Les questions abordées en classe ne sont généralement pas considérées comme essentielles, car elles portent sur les spécificités du cours que vous enseignez. Les questions essentielles préparées selon les points indiqués ci-dessus vont par contre nous aider à déterminer les preuves que les élèves ont bien acquis les concepts enseignés, et dont j'ai besoin pour définir et planifier des tâches d'évaluation créatives. Elles vont également constituer un excellent moyen de susciter l'intérêt des élèves pour la matière et de les aider à combler le fossé entre ce qu'ils connaissent déjà ou savent faire, et ce qu'ils doivent apprendre.
 
Par exemple, un professeur de biologie peut poser la question suivante : « Quelles sont les preuves pour ou contre la théorie de l'évolution ? ». Il s'agit d'une question spécifique au contenu menant ainsi à un ensemble d'arguments. Ce n'est pas une mauvaise chose, et elle peut déboucher sur un débat intéressant en classe, mais elle peut aussi être inintéressante pour de nombreux élèves.
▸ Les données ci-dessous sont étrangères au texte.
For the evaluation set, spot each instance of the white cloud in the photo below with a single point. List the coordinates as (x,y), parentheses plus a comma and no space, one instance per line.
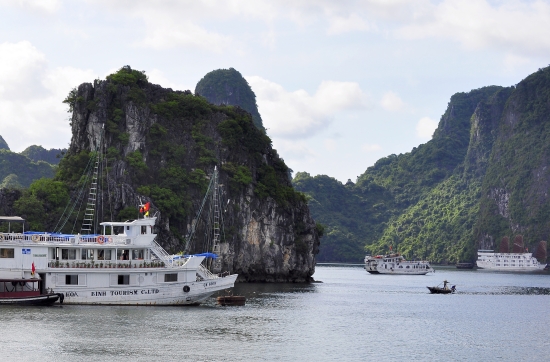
(425,127)
(392,102)
(298,114)
(340,24)
(157,77)
(167,32)
(47,6)
(20,66)
(512,61)
(371,147)
(31,108)
(512,25)
(330,144)
(293,150)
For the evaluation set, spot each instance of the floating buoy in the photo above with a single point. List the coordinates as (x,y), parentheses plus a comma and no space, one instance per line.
(231,300)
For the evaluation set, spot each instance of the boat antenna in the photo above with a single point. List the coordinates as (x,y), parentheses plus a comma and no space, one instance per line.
(211,221)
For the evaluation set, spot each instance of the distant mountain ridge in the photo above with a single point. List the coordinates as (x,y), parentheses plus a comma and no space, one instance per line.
(19,170)
(39,153)
(482,177)
(228,86)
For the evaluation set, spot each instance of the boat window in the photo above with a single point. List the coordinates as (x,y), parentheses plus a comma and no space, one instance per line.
(104,254)
(87,254)
(171,277)
(68,254)
(123,279)
(71,279)
(137,254)
(123,254)
(6,253)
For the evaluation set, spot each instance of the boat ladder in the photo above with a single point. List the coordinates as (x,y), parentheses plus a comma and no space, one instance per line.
(205,274)
(161,253)
(87,223)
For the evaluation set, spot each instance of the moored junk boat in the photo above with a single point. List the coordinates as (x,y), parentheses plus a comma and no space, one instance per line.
(523,262)
(122,265)
(26,292)
(396,264)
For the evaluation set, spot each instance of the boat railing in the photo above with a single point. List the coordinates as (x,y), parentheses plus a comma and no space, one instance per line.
(44,238)
(105,264)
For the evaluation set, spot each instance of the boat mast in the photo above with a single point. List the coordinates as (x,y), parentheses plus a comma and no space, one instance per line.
(216,229)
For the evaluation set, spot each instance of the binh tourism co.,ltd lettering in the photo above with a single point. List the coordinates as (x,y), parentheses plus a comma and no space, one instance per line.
(104,293)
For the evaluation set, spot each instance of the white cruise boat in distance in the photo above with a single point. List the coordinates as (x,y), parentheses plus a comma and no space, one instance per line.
(122,265)
(396,264)
(488,259)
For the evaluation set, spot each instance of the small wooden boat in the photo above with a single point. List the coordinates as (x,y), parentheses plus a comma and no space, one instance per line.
(26,292)
(442,290)
(231,300)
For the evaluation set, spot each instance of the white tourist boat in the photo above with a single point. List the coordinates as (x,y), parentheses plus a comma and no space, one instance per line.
(488,259)
(396,264)
(122,265)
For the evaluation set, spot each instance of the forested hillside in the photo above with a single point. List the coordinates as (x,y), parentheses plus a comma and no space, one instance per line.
(482,177)
(161,146)
(228,86)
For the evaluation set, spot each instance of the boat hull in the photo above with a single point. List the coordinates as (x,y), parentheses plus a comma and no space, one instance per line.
(176,293)
(437,290)
(513,262)
(45,299)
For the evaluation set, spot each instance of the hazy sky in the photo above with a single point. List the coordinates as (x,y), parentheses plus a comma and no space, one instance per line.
(339,84)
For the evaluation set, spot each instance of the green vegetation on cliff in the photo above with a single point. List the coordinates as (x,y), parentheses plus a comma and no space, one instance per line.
(227,86)
(171,164)
(484,175)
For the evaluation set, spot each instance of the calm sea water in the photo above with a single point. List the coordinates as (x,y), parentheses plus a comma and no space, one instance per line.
(351,316)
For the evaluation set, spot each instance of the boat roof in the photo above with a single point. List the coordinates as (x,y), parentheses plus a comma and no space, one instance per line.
(144,221)
(12,218)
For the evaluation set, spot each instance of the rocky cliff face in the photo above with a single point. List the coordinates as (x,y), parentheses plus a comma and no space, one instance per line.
(515,187)
(227,86)
(163,145)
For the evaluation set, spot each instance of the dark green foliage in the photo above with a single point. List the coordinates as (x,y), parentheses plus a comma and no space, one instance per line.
(236,132)
(42,203)
(240,175)
(514,191)
(38,153)
(182,105)
(21,166)
(11,182)
(227,86)
(3,144)
(425,203)
(72,99)
(128,77)
(270,184)
(128,213)
(72,166)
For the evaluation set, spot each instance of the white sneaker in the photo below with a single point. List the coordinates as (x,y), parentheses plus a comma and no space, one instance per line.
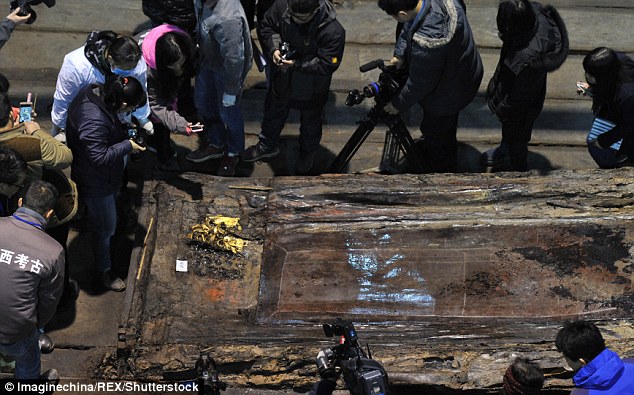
(61,137)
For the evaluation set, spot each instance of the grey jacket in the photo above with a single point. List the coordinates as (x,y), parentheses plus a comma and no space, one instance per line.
(31,275)
(445,69)
(225,41)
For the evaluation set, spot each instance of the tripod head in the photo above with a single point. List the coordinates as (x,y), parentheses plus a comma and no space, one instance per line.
(390,81)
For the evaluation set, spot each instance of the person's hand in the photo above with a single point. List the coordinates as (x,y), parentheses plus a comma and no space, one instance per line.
(136,147)
(390,109)
(194,127)
(30,127)
(228,100)
(398,62)
(17,19)
(281,63)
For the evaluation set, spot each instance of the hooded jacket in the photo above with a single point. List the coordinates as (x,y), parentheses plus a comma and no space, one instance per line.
(606,374)
(445,69)
(6,28)
(519,81)
(318,46)
(164,110)
(88,65)
(31,275)
(225,41)
(99,143)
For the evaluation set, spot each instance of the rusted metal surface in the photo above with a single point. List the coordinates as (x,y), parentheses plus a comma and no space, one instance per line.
(448,277)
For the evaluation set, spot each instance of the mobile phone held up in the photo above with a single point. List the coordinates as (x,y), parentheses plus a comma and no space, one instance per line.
(26,109)
(584,91)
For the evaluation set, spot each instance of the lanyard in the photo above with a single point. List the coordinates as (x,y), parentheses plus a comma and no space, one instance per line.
(28,222)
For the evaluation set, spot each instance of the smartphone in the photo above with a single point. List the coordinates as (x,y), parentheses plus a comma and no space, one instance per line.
(26,109)
(583,89)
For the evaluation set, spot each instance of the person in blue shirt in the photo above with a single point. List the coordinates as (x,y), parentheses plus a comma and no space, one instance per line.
(599,370)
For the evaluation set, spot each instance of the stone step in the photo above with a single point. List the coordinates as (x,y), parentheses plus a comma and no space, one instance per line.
(58,30)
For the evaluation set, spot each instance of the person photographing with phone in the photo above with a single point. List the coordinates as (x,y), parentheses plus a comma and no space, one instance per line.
(610,83)
(100,145)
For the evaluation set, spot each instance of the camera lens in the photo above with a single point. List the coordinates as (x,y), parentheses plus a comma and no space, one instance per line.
(372,89)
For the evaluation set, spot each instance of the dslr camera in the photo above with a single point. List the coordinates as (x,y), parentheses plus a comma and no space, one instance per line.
(25,7)
(287,52)
(138,134)
(362,375)
(207,372)
(390,82)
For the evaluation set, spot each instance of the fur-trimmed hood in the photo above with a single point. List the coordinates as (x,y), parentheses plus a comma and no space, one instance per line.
(549,47)
(440,20)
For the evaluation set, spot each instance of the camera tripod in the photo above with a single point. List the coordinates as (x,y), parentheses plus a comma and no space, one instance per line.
(397,140)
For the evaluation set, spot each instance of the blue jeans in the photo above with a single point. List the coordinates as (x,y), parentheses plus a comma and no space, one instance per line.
(26,353)
(102,218)
(224,125)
De plus et surtout, elle ne permet probablement pas le transfert de la connaissance acquise à d'autres domaines. De son côté, la question « Comment évaluer la véracité d'une affirmation scientifique » est plus provocante et ouvre la porte à un débat sur la théorie de l'évolution dans le contexte d'une vision d'ensemble plus large, ce qui peut susciter l'intérêt des élèves et le transfert de la compréhension à d'autres domaines scientifiques.
 
Un professeur de sciences sociales pourrait aussi demander : « Quelles ont été les causes de la révolution française (ou américaine, etc.) », mais une question plus motivante et de plus transférable serait : « Qu'est-ce qui pousse les gens à se soulever et à renverser leur gouvernement ? » ou « Quelle serait votre réaction si vos droits humains fondamentaux étaient bafoués ? » Ces deux dernières questions permettent de questionner davantage le fond que la forme, et de réfléchir à un contexte plus large qu'à la simple occurrence liée à la première question. Cela donne l'occasion aux élèves de relier ce qu'ils apprennent à leur monde propre. Les possibilités de tâches d'évaluations basées sur de telles questions, qui exigent de vos élèves qu'ils démontrent un bon niveau de compréhension du contenu, sont illimitées.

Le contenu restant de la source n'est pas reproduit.